The first words Hart says to me are that the Rastafarian movement is not violent or political. Surrounded by the marijuana fields, he is in his spiritual element as he explains the tableau.
“It’s too late, man, you should be here when you have the golden harvest after crop,” says Hart. “Now you’re seeing the finishing, the third stage where it’s stripped. It’s not viable to do a harvesting and the hanging and drying, so you skip and find a method of drying. The same drying mechanism and the same drying system that dried out the entire plant is done in a crate container that has the air flow. You have that balanced humidity and everything that will go through and dry it in a crate.”
He demonstrates the stripping process, how to take the buds off very gently so they don’t get crushed. At random, he picks a tree, which is what he calls the stalk of the plant which remains from the true harvest and shows with his hand how the remaining buds are snapped off. He wears gloves to protect his hands from the rough stalk and to reduce the stickiness from the trichomes which get on the hands.
“You know what, Michael?” says Lonczak. “I thought I was gonna be really sad to see the naked trees.”
“Well, this is all cannabis work, you know,” says Hart. “You have to understand it from the cosmic thing, you know. From a seed by germination to a vegetable to a fully mature vegetable, to a flowering stage, to a harvesting stage and back. It travels. So you’ve got to stop it at some point to achieve what you want. Your technique is when to do, how to do.”
“Breeding it,” agrees Lonczak. “Being alive with it. Being one.”

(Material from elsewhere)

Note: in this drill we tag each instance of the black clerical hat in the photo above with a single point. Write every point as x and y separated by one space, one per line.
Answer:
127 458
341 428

The way the field is set up during the proper harvest, a tractor pulls this rig down the lane. The whole conveyor belt swings out across half the field. There are enough men for each row, and they’re clipping up high. The plants are taller than a man.
They do this all day long, putting the clippings on the conveyor. It goes down the conveyor, and people put it in boxes. Then the truck is backed up, and one of the tractors with a forklift picks it up and takes it away.

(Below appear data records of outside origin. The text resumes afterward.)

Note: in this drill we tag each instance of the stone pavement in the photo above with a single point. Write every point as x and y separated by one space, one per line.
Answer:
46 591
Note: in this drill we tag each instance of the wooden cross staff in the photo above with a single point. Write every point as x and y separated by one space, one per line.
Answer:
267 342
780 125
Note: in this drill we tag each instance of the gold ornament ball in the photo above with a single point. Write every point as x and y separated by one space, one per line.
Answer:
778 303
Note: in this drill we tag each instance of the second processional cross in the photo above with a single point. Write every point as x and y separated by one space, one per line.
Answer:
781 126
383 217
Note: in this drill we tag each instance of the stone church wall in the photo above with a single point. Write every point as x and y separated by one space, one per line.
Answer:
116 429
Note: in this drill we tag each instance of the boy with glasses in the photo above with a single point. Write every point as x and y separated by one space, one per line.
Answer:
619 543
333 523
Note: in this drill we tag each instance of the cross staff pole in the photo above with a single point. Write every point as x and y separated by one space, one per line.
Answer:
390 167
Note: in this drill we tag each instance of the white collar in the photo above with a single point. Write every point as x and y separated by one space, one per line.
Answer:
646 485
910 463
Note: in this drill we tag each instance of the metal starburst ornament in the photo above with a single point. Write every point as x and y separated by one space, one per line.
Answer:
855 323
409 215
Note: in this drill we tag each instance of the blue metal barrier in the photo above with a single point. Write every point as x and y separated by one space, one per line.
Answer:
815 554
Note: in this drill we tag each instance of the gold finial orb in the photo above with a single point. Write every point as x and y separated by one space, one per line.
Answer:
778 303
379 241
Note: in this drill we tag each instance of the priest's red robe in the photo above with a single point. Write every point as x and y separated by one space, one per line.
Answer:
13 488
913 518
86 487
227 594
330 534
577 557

“We’ve been harvesting over the last three weeks, four weeks,” says Lonczak. “I wish you could have seen it. When this is on full tilt, everything’s moving: tractors, conveyors. Everyone’s talking and keeping the momentum up, and they’re going through the fields, and Michael is kind of visible because he has the head wrap…”
The farmers are the hard workers, he tells me. Farming is the most essential art, he says.
“Blessings, man. Blessings,” says Hart as we head back to the car.